После этих непрерывных ссор, обычно кончавшихся слезами, она всякий раз чувствовала себя успокоенной, освеженной, как трава после дождя, а он — разбитым, больным, неспособным ни к какой работе. Мало-помалу утихла даже его бурная вспыльчивость. Как-то вечером, при мне, когда г-жа Гертбиз после одной из таких тягостных сцен с торжествующим видом вышла из-за стола и ее муж наконец поднял поникшую голову, я прочел на его лице неописуемое презрение, неописуемую ненависть. Весь красный, со слезами на глазах, с горькой, страдальческой усмешкой, он смотрел вслед жене, и лишь только жеманная куколка вышла из комнаты, громко хлопнув дверью, он, точно школьник за спиной учителя, состроил ей ужасную гримасу, полную ярости и муки. И тут я услышал, как он глухо пробормотал:
— Ох, не будь ребенка, удрал бы я отсюда на край света!
К несчастью, у них был младенец, чудесный мальчишка, грязный и чумазый; он ползал по двору, копался в земле, играл с пауками и с собаками больше него ростом. Мать не обращала на него внимания и только вздыхала: «Фу, какой противный!»-сокрушаясь, что не отдала его на воспитание кормилице.
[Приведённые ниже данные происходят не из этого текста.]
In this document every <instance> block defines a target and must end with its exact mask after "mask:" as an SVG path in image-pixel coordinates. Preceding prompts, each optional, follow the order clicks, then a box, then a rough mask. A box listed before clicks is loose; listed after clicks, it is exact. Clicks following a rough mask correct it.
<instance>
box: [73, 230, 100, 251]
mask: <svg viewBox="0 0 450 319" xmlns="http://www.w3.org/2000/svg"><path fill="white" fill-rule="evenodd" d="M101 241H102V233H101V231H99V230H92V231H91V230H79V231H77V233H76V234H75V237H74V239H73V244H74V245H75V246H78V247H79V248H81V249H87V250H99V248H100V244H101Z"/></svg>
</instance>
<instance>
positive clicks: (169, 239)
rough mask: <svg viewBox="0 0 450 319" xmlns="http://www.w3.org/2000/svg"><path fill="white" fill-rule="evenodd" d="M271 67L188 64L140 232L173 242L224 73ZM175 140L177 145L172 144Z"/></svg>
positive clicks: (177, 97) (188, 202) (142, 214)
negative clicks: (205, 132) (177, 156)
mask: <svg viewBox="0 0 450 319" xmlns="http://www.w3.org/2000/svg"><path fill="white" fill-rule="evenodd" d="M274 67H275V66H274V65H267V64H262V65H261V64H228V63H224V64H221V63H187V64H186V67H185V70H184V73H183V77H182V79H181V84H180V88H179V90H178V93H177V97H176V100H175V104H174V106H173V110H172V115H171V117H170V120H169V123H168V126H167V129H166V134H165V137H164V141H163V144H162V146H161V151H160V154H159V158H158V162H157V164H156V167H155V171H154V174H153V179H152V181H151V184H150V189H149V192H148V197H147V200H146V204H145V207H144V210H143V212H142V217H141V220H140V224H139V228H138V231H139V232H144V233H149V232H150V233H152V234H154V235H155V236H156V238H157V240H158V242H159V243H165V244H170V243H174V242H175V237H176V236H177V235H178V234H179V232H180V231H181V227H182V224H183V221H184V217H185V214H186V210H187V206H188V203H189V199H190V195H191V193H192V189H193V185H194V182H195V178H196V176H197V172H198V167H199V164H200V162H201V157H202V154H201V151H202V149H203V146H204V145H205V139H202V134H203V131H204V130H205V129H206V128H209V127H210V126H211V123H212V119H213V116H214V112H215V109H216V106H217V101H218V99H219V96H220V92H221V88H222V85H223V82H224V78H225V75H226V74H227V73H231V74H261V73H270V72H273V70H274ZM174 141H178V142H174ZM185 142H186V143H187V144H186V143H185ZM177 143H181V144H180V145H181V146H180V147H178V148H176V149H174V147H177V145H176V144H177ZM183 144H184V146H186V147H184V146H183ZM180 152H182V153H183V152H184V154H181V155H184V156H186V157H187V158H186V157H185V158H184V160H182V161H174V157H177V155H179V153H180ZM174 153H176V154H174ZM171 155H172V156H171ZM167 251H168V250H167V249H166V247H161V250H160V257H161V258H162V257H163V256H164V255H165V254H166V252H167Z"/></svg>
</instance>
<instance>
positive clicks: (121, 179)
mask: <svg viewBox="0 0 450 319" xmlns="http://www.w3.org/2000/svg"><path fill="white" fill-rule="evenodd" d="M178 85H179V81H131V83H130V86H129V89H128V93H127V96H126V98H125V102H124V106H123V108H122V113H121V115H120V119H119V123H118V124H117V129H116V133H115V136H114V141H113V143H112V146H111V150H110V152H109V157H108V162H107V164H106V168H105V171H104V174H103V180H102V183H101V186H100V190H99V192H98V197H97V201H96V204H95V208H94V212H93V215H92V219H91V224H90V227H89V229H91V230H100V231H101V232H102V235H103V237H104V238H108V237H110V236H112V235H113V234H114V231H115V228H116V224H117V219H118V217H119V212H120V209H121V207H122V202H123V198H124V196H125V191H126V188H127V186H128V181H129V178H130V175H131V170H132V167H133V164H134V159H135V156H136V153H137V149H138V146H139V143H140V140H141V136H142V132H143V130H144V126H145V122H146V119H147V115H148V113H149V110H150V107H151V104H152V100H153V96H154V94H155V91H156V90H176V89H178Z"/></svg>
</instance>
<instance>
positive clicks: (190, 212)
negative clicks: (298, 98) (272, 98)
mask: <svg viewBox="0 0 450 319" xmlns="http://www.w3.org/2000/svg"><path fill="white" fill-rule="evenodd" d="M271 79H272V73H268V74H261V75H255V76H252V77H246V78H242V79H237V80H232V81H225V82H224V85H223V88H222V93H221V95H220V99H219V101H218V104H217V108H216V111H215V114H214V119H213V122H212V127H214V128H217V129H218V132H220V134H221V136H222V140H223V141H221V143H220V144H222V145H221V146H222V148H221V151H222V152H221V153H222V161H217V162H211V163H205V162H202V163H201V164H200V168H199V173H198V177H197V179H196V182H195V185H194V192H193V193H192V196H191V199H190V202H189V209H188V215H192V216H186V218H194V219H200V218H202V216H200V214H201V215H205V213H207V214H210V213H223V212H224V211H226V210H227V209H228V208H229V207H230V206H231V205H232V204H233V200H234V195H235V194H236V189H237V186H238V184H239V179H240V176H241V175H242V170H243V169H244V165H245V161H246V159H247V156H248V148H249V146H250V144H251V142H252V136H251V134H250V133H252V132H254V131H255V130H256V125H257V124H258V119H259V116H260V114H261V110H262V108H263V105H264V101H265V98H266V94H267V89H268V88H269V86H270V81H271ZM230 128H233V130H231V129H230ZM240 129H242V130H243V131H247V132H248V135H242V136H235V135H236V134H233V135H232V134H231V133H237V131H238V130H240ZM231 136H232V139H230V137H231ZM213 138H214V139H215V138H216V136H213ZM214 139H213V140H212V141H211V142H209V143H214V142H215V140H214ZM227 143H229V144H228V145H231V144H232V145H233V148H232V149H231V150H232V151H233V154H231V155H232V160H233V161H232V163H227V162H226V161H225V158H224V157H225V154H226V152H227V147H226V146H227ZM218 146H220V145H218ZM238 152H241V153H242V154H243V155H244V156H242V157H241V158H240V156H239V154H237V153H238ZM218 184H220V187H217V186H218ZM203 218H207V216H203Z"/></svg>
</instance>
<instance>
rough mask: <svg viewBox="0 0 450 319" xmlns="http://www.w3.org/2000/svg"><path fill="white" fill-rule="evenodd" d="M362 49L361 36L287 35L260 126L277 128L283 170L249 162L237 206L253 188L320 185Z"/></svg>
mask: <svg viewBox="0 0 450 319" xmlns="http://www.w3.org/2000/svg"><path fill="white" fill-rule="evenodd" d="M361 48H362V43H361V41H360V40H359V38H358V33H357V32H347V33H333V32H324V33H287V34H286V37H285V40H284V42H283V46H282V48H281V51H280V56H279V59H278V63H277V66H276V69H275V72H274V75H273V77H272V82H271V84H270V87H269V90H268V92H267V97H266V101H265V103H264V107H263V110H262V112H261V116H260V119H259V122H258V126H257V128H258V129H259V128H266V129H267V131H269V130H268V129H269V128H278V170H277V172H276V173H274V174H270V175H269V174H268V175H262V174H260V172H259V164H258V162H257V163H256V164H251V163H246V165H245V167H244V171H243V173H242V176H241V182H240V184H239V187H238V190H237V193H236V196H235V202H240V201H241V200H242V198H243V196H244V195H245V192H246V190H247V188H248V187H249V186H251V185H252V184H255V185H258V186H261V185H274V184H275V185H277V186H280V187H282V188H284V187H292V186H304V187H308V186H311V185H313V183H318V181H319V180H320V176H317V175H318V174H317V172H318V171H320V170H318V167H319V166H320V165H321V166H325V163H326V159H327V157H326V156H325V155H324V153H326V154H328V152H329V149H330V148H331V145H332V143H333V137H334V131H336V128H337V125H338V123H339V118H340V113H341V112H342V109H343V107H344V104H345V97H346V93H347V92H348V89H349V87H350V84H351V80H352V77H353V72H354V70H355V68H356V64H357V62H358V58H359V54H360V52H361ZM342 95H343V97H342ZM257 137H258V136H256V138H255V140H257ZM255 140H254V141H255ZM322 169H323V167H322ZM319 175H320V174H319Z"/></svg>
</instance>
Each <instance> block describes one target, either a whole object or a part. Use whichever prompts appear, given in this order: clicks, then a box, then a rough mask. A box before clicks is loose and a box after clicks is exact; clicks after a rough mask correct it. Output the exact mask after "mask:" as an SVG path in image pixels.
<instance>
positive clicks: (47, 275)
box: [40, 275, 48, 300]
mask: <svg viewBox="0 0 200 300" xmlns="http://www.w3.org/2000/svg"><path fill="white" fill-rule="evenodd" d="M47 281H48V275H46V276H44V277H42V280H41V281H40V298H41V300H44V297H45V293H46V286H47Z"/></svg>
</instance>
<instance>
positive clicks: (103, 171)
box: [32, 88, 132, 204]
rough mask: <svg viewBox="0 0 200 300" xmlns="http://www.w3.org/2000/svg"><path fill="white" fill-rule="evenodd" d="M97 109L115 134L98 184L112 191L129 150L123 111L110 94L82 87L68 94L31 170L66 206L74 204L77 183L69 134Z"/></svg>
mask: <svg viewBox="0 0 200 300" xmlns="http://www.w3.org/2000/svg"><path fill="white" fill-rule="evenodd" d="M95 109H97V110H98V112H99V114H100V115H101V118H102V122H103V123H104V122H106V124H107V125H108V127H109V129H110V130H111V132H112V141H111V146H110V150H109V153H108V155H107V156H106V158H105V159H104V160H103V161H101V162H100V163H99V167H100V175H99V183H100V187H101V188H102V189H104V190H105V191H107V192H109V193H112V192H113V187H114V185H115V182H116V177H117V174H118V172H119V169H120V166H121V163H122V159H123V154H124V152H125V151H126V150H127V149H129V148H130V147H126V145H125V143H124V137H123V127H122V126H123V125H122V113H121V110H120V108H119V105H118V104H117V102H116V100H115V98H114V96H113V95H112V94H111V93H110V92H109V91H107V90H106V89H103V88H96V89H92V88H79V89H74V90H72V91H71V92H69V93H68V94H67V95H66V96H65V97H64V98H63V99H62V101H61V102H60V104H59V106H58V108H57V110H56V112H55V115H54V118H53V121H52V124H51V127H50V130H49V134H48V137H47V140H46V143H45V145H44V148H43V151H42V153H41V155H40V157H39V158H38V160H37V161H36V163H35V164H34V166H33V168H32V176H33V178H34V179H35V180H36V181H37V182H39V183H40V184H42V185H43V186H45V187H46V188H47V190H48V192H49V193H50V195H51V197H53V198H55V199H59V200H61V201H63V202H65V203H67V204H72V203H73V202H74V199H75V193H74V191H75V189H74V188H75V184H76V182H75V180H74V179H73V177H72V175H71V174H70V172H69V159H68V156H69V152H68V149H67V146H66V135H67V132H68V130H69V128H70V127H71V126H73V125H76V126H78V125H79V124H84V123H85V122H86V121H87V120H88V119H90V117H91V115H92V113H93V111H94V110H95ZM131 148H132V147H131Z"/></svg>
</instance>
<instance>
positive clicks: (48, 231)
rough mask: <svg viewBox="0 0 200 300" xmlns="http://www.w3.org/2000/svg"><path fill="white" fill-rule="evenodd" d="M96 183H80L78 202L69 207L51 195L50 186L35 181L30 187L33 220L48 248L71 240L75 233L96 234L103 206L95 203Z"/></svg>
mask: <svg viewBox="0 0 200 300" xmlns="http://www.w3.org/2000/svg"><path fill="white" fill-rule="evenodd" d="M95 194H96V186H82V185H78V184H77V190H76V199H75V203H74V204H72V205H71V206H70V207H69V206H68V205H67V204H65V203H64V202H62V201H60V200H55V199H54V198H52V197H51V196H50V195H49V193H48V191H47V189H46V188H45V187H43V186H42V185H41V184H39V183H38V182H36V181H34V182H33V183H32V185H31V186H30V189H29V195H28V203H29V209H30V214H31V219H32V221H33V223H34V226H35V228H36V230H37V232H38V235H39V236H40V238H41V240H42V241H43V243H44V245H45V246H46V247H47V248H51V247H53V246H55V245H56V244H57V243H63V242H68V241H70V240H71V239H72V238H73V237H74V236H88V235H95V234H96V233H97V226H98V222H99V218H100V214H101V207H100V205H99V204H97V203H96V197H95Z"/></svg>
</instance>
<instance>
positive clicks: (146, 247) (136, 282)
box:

Она сохранила все привычки продавщицы, а потому их неряшливая, неубранная квартира, по которой она с утра слонялась без дела в шикарных платьях и умопомрачительных прическах, напоминала столь любезную ее сердцу комнату при магазине, темную, закопченную, душную конуру, куда хозяева забегают урывками, пока нет покупателей, чтобы наспех проглотить невкусный завтрак на столе без скатерти, все время прислушиваясь, не зазвонит ли колокольчик за дверью. В их пошлом мирке главный жизненный интерес — это улица, многолюдная улица, где проходят покупатели, прогуливаются фланеры, — где по воскресеньям тротуары и мостовую наводняет пестрая, праздношатающаяся толпа. Можно себе представить, как бедняжка изнывала в деревне, как тосковала по шумному Парижу. Гертбизу, напротив, чтобы сохранить ясность духа, необходима была деревенская тишина. Париж оглушал его, как растерянного приезжего провинциала. Супруга не могла этого понять и горько жаловалась на скучную, уединенную жизнь. Чтобы развлечься, она приглашала в гости прежних подруг. И, если мужа не было дома, они бесцеремонно рылись в его бумагах, рассматривали заметки, начатые рукописи.